Dogs had it on there tea tonight just put a dollop on and they both ate it then I let them lick the spoon. No problems so far. Poppy did eat her tea with a bit more enthusiasm than usual she is a slow eater crunches each piece individually takes her ages. Boycie bolts his down then gives a big burp afterwards


----------



## Critterluvr (Dec 8, 2013)

Ooh yes, coconut oil! I buy a big jar at Costco, lasts a long time.... I use it instead of butter on my toast, absolutely delicious with jam. I often use it in place of butter when baking too, gives cookies and squares SUCH a nice flavour. I also melt it and use it when making facial creams or hand creams.....oh I could go on and on.....lovely stuff!!!! 
P.S. The stuff I get does smell like coconut, I love the smell.


----------



## dio.ren (Jan 18, 2013)

Critterluvr said:


> Ooh yes, coconut oil! I buy a big jar at Costco, lasts a long time.... I use it instead of butter on my toast, absolutely delicious with jam. I often use it in place of butter when baking too, gives cookies and squares SUCH a nice flavour. I also melt it and use it when making facial creams or hand creams.....oh I could go on and on.....lovely stuff!!!!
> P.S. The stuff I get does smell like coconut, I love the smell.


Wow you are a champ I tried to camouflage it in a smoothie didn't work ..we gave up on it cause we could taste it in every way ours was extra virgin coconut oil from a health food store so maybe it had flavor to it?


----------



## Critterluvr (Dec 8, 2013)

Well I haven't tried it in a smoothie....but I do like the taste of it, my family isn't quite as gung-ho though. I must admit I like most things, guess I'd be a Lab if I were a dog. 
Anyway it might depend on the brand? Costco def has the best price that I have come across.


----------



## cockerpoo61 (Jun 24, 2011)

Well at first our dogs didn't seem to keen but the second time they bolted it down. I tried it on Pancakes yesterday, it was ok. Need to get experimenting so loving all your ideas so keep them coming.


----------



## fairlie (Sep 7, 2013)

Critterluvr said:


> I must admit I like most things, guess I'd be a Lab if I were a dog.
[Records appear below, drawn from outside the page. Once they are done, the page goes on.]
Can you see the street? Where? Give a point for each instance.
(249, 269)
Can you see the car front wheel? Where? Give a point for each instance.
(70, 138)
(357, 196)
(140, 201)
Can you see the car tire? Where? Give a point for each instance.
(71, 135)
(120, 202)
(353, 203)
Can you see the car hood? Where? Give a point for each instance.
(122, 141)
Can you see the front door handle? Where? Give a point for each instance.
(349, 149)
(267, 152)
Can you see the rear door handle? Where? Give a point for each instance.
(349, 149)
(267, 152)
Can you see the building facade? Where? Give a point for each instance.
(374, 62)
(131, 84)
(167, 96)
Love this! I think I'd be a lab too, I'll eat pretty much anything.


----------



## erinafare (Dec 9, 2012)

Critterluvr said:


> Well I haven't tried it in a smoothie....but I do like the taste of it, my family isn't quite as gung-ho though. I must admit I like most things, guess I'd be a Lab if I were a dog.
> Anyway it might depend on the brand? Costco def has the best price that I have come across.
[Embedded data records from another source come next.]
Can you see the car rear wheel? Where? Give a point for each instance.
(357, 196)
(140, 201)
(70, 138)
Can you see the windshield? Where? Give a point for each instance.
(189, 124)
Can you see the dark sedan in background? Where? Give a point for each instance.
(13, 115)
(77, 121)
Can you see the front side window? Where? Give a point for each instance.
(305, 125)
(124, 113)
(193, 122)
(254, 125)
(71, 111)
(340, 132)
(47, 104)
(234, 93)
Are you in uk our costco doesn't sell it x


----------



## Critterluvr (Dec 8, 2013)

No, I'm in Canada.....eh?


----------



## erinafare (Dec 9, 2012)

Critterluvr said:


> No, I'm in Canada.....eh?


Thank you Costco uk don't seem to stock it x


----------



## Lynn<3 (Jul 4, 2011)

I give mine a small bit every morning. I also use it on my skin, in my home made lotions, deodorant, and cooking. Even used it to make a chocolate flavoured sauce.


----------



## Lindor (Feb 3, 2014)

dio.ren said:


> Ewww in coffee no way puke!!


I just got a jar of coconut oil. I tried it in my coffee and it was actually pretty good. I've also been putting a little coconut oil on my face in the morning. Fine lines and wrinkles disappear.


----------



## fairlie (Sep 7, 2013)

Where did you buy yours Lindor? Years of canoeing in the sun have left me looking like a wrinkled prune.


----------



## Lindor (Feb 3, 2014)

I got it at Pet Value.


----------